Opinião
Marias
Será o riso das Marias que chegam de barco diferente do riso das Marias que estão cá?
A minha filha está ali ao lado, no seu quarto. Por vezes, ouço-a teclar ou rir ou murmurar partes de músicas que ouve com auscultadores.
Quando ela era criança, ficava a escutar a sua respiração enquanto dormia, pensando que o murmúrio da respiração talvez seja a música mais bela e tocante que possamos escutar.
Contudo, a música do riso não fica muito atrás; não consigo, agora, escutar a sua respiração mas fico atento ao seu ocasional riso; e sempre que o escuto, sorrio.
Contudo, preciso forçar-me a lembrar que isto – escutar o riso de um filho – é uma preciosidade, algo aceite como tão natural que, por vezes, nem reparamos, não o sentimos verdadeiramente, não escutamos a sua música; esquecemos como é precioso.
Acontece que, antes, estive a ver notícias sobre pessoas que fogem dos seus países e arriscam a vida atravessando um mar que, por vezes, as mata; e que depois, quando não morrem no mar, são mais ou menos recebidas como animais.
Vi estas notícias sobre pessoas que chegam à Europa vindas da Síria ou de países africanos ou de países asiáticos e perguntei-me qual seria a quantidade de desespero necessária para forçar alguém a pegar nos seus filhos e colocá-los num barco sobrelotado, avançando em direcção ao desconhecido, ao incerto, ao perigo, a uma esperança de salvação; sem rir, pois imagino que no interior de um barco meio à deriva não haverá muito riso.
Pensei na minha filha e perguntei-me se seria capaz de o fazer; perguntei-me, também, como se dirá Maria, que é o nome dela, em sírio.
Perguntei-me por que motivo não serão as Marias sírias bem recebidas, quando sobrevivem às ondas e chegam a terra europeia.
Perguntei-me por que motivo as transformam em números, em quotas, em gráficos.
Perguntei-me por que motivo não podem estas Marias, que são jovens, viver e sonhar e crescer e rir na Europa, na mesma Europa que se lamenta e angustia por ser um continente de velhos.
Será o riso das Marias que chegam de barco diferente do riso das Marias que estão cá?
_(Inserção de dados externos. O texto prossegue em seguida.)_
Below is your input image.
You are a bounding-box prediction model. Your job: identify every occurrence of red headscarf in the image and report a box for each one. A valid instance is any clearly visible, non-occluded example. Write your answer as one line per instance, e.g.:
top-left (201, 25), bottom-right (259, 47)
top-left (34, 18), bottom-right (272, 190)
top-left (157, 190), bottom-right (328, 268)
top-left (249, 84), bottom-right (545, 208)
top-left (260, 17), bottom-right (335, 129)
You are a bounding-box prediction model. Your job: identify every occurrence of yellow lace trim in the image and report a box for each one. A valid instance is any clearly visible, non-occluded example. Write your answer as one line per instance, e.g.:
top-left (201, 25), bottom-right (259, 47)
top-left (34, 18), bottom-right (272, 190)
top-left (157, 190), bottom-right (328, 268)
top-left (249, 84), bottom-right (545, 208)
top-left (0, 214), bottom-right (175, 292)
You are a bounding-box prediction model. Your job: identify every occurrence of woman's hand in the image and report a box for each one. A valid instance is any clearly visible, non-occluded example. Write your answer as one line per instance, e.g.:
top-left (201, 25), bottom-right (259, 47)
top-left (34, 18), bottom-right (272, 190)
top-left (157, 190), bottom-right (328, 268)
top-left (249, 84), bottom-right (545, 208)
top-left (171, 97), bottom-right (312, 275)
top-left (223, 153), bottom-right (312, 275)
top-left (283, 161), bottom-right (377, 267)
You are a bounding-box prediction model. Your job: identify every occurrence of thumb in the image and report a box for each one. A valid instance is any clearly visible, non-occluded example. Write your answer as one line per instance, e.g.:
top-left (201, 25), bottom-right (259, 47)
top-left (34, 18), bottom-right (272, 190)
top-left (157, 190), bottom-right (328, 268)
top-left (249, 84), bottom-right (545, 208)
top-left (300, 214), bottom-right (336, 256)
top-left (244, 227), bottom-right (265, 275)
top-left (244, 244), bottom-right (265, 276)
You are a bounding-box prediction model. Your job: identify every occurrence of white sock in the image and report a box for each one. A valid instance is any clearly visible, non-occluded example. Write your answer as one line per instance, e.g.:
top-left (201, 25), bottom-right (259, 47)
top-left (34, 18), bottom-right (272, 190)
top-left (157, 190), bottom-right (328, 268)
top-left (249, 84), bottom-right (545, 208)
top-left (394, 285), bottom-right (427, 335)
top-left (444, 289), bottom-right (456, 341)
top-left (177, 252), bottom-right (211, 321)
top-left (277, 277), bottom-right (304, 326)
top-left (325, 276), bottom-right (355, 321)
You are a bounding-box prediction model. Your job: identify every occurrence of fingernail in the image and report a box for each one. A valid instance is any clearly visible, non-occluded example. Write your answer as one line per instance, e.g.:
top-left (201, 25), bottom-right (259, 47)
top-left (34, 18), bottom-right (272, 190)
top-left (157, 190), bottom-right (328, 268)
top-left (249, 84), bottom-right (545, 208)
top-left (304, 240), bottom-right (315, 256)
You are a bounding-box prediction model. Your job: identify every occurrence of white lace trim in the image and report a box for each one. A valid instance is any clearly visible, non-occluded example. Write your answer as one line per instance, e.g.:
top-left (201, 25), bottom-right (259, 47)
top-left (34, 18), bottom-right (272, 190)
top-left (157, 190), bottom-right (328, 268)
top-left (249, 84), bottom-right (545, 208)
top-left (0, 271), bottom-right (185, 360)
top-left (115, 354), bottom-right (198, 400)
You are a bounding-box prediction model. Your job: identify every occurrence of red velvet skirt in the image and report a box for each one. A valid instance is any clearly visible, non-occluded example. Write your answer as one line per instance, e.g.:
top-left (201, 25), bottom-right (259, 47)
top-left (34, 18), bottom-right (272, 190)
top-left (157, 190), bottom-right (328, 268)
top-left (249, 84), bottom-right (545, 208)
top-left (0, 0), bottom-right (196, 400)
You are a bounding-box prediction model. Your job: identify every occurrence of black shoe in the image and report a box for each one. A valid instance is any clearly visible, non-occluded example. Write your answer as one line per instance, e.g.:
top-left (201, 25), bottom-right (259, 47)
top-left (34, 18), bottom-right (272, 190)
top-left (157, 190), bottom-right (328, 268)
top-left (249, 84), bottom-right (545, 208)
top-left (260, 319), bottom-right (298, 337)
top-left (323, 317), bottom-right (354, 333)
Afinal, como se ri em sírio?
Pensei em tudo isto por causa da notícia do dia: mais quarenta migrantes encontrados mortos num barco, a sul de Lampedusa.
Lampedusa é uma ilha italiana mas, também, o nome de um escritor que publicou um livro chamado O Leopardo; é deste livro uma frase famosa que toda a gente já leu no facebook: “É preciso que tudo mude, se quisermos que tudo fique como está.”
Que, no fundo, é o que continuará a acontecer: apesar da Europa se entregar a aparências de acção e intenções de mudança, no fundo tudo permanecerá como sempre e as Marias sírias continuarão durante muito tempo sem rir; os seus pais continuarão a colocá-las em barcos, pois quando se perdeu o riso dos filhos já não há muito mais a perder.
Penso nisto e vou escrevendo quando reparo que a minha filha não ri há algum tempo; e vou ver o que se passa.
(Esta crónica foi publicada neste jornal em 20/08/2015. Mudemos “Síria” para “Afeganistão”, mudemos “barco” para “avião”. Tudo o resto se mantém actual. Não é?)